Elected Democrats denounced a candidate for a House seat in Texas this week over her calls to imprison and castrate Zionists and raised questions about her funding from a newly-formed super PAC with possible Republican ties.
Maureen Galindo, a sex therapist who led the first round of the Democratic primary in Texas’s 35th Congressional District, has drawn scrutiny for her social media posts about Jews and calling to turn immigration detention centers into prisons for Zionists.
“She’ll turn Karnes ICE Detention Center into a prison for American Zionists and former ICE officers for human trafficking,” a post from a campaign social media page states.
“It will also be a castration processing center for pedophiles, which will probably be most of the Zionists,” it adds.
In a followup post, she clarified that “does not mean I want Jews in internment camps,” but that “if you are a Zionist,” then “you are a danger to humanity and belong in prison.”
Galindo has also said “Zionists are not real Jews” and has referred to “the Jews who own Hollywood” and on Tuesday, she posted a video clip of Ghassan Kanafani, spokesman for the Popular Front for the Liberation of Palestine terrorist group, whom Israel killed in 1972 after the PFLP orchestrated the Lod Airport massacre.
Those comments have drawn sharp criticism from leading Democrats around the country, including some who have otherwise been frequent critics of Israel.
“This is absolutely disgusting,” wrote Rep. Alexandria Ocasio-Cortez (D-N.Y.). “This bigoted garbage and antisemitism should be nowhere near our politics.”
The anti-Israel group Track AIPAC, which had previously endorsed Galindo, withdrew its endorsement on Tuesday amid the controversy.
Pro-Israel Democratic groups and Democratic leaders in the House also moved to distance the party from the Texas candidate and condemn her views.
“This vile language by her is disqualifying and has no place in American politics, and certainly not in the Democratic Party,” House Minority Leader Hakeem Jeffries (D-N.Y.) stated.
Rep. Jared Moskowitz (D-Fla.), who is Jewish, said that if Galindo were elected, he would force a daily vote to expel her until she was removed.
“I will hold the floor everyday until she is gone,” Moskowitz stated. “My grandmother was part of the kindertransport out of Berlin. Her parents were killed in Auschwitz. My kids are never going to ‘the camps.’”
Galindo garnered 29.2% of the vote in the April Democratic primary for the 35th district, which includes parts of San Antonio. She faces a runoff on May 26 against Johnny Garcia, a former Bexar County sheriff’s deputy, who had 27% of the first-round vote.
Some Democrats have accused Republicans of backing Galindo through Lead Left PAC, a political action committee based in Tallahassee, Fla., which filed its organizing papers with the Federal Election Commission in April.
Lead Left’s website says it “stands against MAGA extremists, who will infect our country with Donald Trump’s agenda” and has spent nearly $1 million backing Galindo, according to FEC filings.
But as first reported by PunchBowl News, the metadata for Lead Left originally included links to a political action committee raising money through the Republican Win Red platform. That metadata has since been removed from Lead Left’s website. (JNS sought comment from Galindo and Lead Left.)
In a statement condemning Galindo, Jeffries accused Republicans of cynically backing her candidacy as an election tactic.
“House Republican leadership must immediately cease propping up this antisemitic candidacy, pull spending in the race and forcefully condemn these comments,” Jeffries stated. “To embrace and uplift a fringe candidate with antisemitic, and extremely dangerous, rhetoric and views in order to win an election is beyond the pale.”

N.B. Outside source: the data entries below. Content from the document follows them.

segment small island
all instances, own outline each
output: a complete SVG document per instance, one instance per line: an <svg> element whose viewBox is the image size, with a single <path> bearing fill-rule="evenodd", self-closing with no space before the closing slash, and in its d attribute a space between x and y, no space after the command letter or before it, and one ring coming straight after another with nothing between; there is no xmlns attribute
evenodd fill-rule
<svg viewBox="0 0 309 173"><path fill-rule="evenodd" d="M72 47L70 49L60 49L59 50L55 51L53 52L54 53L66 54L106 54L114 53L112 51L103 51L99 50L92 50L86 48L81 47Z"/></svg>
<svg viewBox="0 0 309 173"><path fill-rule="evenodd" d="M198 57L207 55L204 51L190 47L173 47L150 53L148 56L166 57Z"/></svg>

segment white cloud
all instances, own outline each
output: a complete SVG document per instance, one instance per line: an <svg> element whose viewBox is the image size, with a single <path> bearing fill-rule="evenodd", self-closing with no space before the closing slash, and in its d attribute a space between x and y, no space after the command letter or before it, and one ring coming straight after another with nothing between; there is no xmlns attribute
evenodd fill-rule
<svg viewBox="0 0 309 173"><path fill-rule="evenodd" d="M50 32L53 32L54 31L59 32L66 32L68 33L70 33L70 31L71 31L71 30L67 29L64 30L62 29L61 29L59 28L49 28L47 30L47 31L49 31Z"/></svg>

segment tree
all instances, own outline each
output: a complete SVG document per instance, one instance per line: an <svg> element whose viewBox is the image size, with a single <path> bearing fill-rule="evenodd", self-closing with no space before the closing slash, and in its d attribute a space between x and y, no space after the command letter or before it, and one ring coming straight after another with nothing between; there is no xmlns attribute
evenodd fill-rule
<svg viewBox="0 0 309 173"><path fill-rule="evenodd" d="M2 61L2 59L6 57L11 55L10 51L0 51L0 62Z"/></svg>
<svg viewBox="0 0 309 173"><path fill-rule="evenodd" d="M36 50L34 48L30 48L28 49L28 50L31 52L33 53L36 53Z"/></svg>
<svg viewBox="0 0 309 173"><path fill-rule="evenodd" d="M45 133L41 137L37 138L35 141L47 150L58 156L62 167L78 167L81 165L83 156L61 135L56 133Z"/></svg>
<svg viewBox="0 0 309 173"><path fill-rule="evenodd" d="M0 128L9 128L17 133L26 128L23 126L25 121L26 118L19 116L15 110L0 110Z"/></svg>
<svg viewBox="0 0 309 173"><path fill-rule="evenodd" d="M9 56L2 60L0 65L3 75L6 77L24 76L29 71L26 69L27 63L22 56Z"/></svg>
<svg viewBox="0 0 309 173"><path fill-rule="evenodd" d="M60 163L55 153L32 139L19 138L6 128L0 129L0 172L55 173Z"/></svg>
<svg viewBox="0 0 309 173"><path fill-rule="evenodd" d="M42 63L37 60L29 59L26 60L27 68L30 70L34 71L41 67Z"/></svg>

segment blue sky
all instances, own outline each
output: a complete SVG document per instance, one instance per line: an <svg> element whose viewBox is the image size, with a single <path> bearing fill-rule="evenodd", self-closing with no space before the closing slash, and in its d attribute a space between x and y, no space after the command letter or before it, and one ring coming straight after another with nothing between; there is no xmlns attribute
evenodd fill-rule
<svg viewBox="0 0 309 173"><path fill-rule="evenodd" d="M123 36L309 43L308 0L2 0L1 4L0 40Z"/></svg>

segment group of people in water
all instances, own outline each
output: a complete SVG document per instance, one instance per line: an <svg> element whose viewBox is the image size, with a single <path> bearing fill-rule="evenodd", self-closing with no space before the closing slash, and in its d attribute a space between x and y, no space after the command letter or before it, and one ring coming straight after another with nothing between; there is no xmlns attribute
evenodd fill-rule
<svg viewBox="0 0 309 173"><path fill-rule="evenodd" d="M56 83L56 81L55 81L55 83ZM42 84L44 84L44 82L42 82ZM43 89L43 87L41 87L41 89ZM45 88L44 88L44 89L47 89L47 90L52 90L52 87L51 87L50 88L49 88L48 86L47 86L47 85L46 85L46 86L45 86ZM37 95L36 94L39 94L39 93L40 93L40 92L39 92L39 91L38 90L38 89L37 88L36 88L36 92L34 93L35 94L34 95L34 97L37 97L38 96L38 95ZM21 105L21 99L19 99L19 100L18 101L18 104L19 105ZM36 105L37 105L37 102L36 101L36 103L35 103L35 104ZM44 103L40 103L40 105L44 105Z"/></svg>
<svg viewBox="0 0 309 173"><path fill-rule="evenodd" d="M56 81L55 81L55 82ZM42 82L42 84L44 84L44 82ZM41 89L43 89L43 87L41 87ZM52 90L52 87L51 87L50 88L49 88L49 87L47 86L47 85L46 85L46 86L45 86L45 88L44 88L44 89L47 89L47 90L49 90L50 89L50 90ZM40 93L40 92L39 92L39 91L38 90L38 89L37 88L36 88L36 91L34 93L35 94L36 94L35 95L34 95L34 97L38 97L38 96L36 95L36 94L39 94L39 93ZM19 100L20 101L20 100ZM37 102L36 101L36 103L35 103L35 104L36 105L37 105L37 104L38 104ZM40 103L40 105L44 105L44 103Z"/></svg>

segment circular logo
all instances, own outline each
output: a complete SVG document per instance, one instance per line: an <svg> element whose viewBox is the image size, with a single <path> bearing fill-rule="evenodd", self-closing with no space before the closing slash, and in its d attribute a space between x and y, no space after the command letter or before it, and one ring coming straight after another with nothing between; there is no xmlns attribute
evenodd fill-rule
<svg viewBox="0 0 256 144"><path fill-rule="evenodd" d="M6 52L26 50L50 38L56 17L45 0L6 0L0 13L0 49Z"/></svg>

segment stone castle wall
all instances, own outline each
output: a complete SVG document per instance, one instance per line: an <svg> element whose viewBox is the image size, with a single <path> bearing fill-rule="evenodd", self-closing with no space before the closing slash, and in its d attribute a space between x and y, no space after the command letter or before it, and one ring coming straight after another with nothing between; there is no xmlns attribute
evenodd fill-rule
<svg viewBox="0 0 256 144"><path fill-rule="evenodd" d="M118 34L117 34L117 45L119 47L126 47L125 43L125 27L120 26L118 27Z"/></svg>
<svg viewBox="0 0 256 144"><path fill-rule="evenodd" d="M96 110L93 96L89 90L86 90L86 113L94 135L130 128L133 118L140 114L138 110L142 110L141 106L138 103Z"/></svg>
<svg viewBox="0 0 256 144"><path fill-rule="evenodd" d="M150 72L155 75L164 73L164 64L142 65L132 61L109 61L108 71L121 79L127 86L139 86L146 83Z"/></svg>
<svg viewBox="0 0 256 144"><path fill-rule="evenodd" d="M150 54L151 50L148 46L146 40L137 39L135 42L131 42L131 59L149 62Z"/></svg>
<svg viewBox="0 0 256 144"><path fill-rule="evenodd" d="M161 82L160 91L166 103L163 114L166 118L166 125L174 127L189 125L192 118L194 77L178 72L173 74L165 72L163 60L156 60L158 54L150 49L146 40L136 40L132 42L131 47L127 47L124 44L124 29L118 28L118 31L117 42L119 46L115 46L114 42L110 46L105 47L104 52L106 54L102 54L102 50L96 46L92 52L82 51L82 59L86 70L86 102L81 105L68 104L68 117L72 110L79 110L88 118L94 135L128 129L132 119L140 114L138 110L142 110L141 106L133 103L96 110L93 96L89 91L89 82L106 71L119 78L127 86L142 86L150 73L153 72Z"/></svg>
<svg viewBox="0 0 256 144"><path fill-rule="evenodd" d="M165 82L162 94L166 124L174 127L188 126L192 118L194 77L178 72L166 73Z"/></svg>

Opposing parties backing flawed candidates in primaries has a long history, including the 2012 Senate race in Missouri, when then-Democratic senator Claire McCaskill spent $1.7 million boosting Republican Todd Akin in the primary in the hope that his comments about “legitimate rape” would prove toxic in the general election. McCaskill won that race and later revealed her role in supporting Akin.
Such tactics have drawn criticism in the 2026 cycle, however, with questions about the wisdom of AIPAC’s decision to spend more than $2.3 million in a New Jersey House race opposing a candidate it had once supported, only for a Democrat who accuses Israel of genocide to ultimately win the primary.
“Galindo is being kept afloat by Republican money,” Democratic Majority for Israel stated on Tuesday.
“They are deliberately elevating one of the most grotesque antisemites in American politics this cycle because they think it helps them win,” DMFI stated. “It is sick, it is cynical and it tells you everything about a party that will fund anyone, including someone openly invoking the language of pogroms, as long as it serves their politics.”